On The Conceptualization and Societal Impact of Cross-Cultural Bias
Vitthal Bhandari
TL;DR
The paper analyzes 20 2025 works on cross-cultural bias in NLP to examine how bias is defined, who it harms, and how mitigation and adoption are assessed. It reveals pervasive inconsistencies in defining bias, stakeholder identification, and harm quantification, and notes that adoption impact is rarely evaluated. A five-dimension coding framework is proposed to standardize evaluation across concreteness of bias, stakeholders, harms, adoption effects, and mitigation.
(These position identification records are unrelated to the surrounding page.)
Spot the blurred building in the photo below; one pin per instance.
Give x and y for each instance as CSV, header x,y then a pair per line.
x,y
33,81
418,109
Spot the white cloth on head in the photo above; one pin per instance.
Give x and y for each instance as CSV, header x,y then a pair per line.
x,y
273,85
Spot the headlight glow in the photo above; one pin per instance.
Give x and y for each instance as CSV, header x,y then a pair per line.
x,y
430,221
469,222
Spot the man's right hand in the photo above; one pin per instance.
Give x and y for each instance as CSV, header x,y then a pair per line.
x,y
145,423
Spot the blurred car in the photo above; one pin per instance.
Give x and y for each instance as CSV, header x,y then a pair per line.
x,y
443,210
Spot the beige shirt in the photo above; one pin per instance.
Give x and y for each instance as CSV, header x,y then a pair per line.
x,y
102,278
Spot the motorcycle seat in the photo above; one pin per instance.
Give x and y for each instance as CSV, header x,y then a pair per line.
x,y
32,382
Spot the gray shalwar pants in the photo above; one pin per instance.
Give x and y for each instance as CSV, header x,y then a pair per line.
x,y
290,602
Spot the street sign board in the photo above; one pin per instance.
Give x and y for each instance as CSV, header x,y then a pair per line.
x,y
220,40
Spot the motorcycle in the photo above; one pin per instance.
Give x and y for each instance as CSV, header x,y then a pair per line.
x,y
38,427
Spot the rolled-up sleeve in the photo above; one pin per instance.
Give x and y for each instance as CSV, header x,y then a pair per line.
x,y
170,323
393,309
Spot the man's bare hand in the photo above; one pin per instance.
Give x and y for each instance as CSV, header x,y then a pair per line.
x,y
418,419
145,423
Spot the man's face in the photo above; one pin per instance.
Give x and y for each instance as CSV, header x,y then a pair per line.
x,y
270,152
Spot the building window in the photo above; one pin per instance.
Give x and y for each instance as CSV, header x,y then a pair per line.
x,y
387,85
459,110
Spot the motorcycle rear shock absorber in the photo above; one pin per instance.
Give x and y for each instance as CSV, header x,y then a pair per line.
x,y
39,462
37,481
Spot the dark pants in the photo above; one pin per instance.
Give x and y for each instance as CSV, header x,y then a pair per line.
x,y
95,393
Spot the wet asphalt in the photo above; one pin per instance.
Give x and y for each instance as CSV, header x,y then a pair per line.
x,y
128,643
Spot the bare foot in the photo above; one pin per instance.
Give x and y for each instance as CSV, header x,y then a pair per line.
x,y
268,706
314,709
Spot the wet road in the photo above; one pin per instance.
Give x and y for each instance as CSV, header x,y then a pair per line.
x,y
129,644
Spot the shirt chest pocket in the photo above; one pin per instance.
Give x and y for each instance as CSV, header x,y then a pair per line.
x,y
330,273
The study argues for explicit, participatory, and real-world impact assessments to improve the ethical deployment of culturally aware language technologies.
Abstract
Research has shown that while large language models (LLMs) can generate their responses based on cultural context, they are not perfect and tend to generalize across cultures. However, when evaluating the cultural bias of a language technology on any dataset, researchers may choose not to engage with stakeholders actually using that technology in real life, which evades the very fundamental problem they set out to address. Inspired by the work done by arXiv:2005.14050v2, I set out to analyse recent literature about identifying and evaluating cultural bias in Natural Language Processing (NLP). I picked out 20 papers published in 2025 about cultural bias and came up with a set of observations to allow NLP researchers in the future to conceptualize bias concretely and evaluate its harms effectively. My aim is to advocate for a robust assessment of the societal impact of language technologies exhibiting cross-cultural bias.